BFG GeForce GTX 280 H₂OCManufacturer: BFG Tech
UK Price (as reviewed): £453.50 (inc. VAT)
US Price (as reviewed): $556.49 (ex. Tax)
1,225MHz (2,450MHz effective)
Lifetime (10 years outside USA and Canada)
Just as it did with the 8800 GTX watercooled, BFG has once again turned to watercooling specialists Danger Den to provide the GPU waterblock for its watercooled GTX 280. This time, the company has used the awesome looking Danger Den Tieton copper waterblock to cool Nvidia’s infamously hot-under-the-collar GTX 280 with a genuine single slot solution.
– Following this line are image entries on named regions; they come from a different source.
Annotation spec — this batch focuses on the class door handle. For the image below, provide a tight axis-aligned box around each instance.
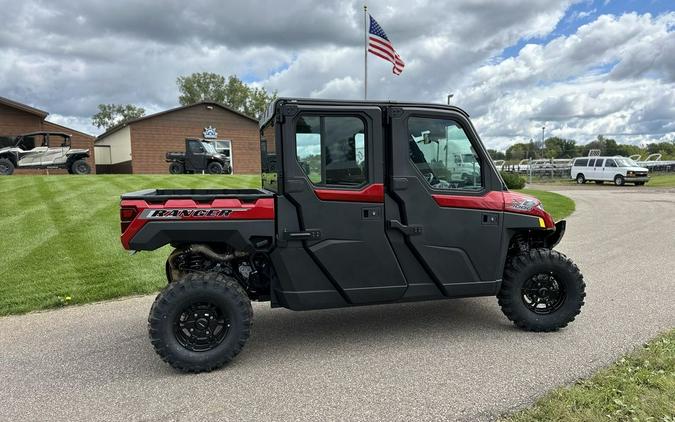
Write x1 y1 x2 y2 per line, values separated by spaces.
388 220 424 236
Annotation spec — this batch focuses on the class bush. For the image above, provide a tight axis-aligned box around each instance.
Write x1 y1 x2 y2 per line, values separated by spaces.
501 171 525 189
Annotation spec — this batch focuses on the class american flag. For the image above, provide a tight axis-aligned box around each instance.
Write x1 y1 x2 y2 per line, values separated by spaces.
368 15 405 75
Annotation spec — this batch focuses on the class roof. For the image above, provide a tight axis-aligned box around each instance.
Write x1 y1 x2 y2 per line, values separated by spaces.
94 101 258 142
258 98 469 127
0 97 49 119
43 120 96 139
19 130 70 136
Looking like some kind of Klingon weapon with its curved edges and aggressive styling, the block’s thermal contact surface is made entirely from well machined copper, finished to a smooth finish on the thermal contact side and to a rougher sandy finish on the top side. Bizarrely, Danger Den has chosen not to treat the copper with any sort of anti-corrosive finish, leaving the exposed areas very susceptible to fingerprints – as we found out.
Click to enlarge
The copper plate itself is very chunky at 5mm thick and extends to 8mm where contact with RAM modules and PWMs is required. The block has been specifically designed to make contact with every heat producing component on the card. Danger Den has done a great job of milling the single copper block to accomplish this, with individual extensions for the PWMs and memory modules, indentations for the low profile chokes and even an extension for the NVIO chip and indentation for the resistors.
The block itself is as weighty as expected being made almost entirely of copper, tipping the scales at 680g, but is securely mounted to the card using the GTX 280’s standard mounting holes and fittings. Nevertheless, we’ve seen too many heavy cards rip PCI-Express slots clear off motherboards during transit, so if you plan on transporting a system with this card fitted, be sure that it’s sufficiently supported.
Click to enlarge - the bundle and waterblock are both excellent, but you pay a premium
Topside, the BFG GTX 280 H₂OC’s waterblock is covered with an acrylic plate screwed over the water channel that bears the BFG logo rather than the Danger Den branding found on the block if you bought it separately. We're a little disappointed though, as BFG has decided to fit the card with a matt, rather than a transparent acrylic water channel covering – there's just something so cool about seeing the coolant flowing inside the waterblock that we love to see and it's a shame that it's been left out.
The coolant channel beneath the cover has been designed to have a high surface area to cover the maximum amount of heat producing components and crucially partially covers every single memory module on the front side of the card, with six of the eight modules receiving full coverage from the water channel – vital for achieving high memory overclocks. The channel has also been specifically designed to generate low pressure resistance, allowing coolant to flow easily though without being excessively slowed by an overly tight channel, which can impact on overall loop performance in larger set-ups by reducing flow rate.